Planning before surgery
Imaging plays a phenomenal role in planning for any major breast operation—whether it be from pinpointing the location of a breast tumour to helping a surgeon navigate complex breast anatomy. Radiologists now have access to swarms of imaging data to aid the former, thanks in part due to modern imaging techniques. Nonetheless, it can be time-consuming to process this information before a surgery is planned.

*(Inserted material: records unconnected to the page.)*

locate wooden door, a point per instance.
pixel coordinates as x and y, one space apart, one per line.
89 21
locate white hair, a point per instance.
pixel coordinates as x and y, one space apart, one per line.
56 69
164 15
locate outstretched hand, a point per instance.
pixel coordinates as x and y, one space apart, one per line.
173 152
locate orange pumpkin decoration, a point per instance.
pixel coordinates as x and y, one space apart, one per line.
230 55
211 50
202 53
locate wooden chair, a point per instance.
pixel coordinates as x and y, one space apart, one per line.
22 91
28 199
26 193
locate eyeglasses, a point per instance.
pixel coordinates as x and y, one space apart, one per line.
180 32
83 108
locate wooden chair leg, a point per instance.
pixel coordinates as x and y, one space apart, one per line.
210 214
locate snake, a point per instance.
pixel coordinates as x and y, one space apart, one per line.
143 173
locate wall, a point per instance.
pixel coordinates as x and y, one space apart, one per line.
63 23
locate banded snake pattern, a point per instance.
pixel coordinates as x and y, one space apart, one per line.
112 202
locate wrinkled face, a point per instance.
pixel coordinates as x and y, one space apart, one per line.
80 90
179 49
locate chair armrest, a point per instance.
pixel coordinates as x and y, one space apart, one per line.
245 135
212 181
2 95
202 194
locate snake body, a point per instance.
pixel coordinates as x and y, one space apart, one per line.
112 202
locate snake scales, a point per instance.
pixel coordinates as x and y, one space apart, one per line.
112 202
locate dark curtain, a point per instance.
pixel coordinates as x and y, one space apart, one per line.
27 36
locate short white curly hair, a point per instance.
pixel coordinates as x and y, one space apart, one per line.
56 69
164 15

New machine learning technology aims to bring greater efficiency and accuracy to this process. Initial trials suggest that machine learning performs to the same level if not better than a radiologist in detecting cancer, and also shows a higher sensitivity (i.e. a better ability to detect cancer in an individual that actually has cancer). Not only will this provide surgeons with prerequisite knowledge to make smarter treatment decisions but will lead to reduced workloads, a reduced burden on resources, and reduced chance of error.
Making long-term predictions
Clinicians always want to ensure what they do is backed up by strong evidence—one of the reasons why so much time is spent applying traditional statistical ideas to monitor and predict what might happen to patients after their breast surgery operations.
Whilst a relatively new phenomenon, machine learning looks promising as a gamechanger within this field. New trials suggest it predicts five-year mortality after breast cancer operations more accurately than statistical models and have even gone on to suggest it can predict a patient’s chance of developing a complication like lymphoedema (a long-term swelling in the tissues of the body after an operation).
All of this has been down to the creation of a specific type of machine learning dubbed an “artificial neural network”—a type of machine learning modelled after a human brain cell called a neurone.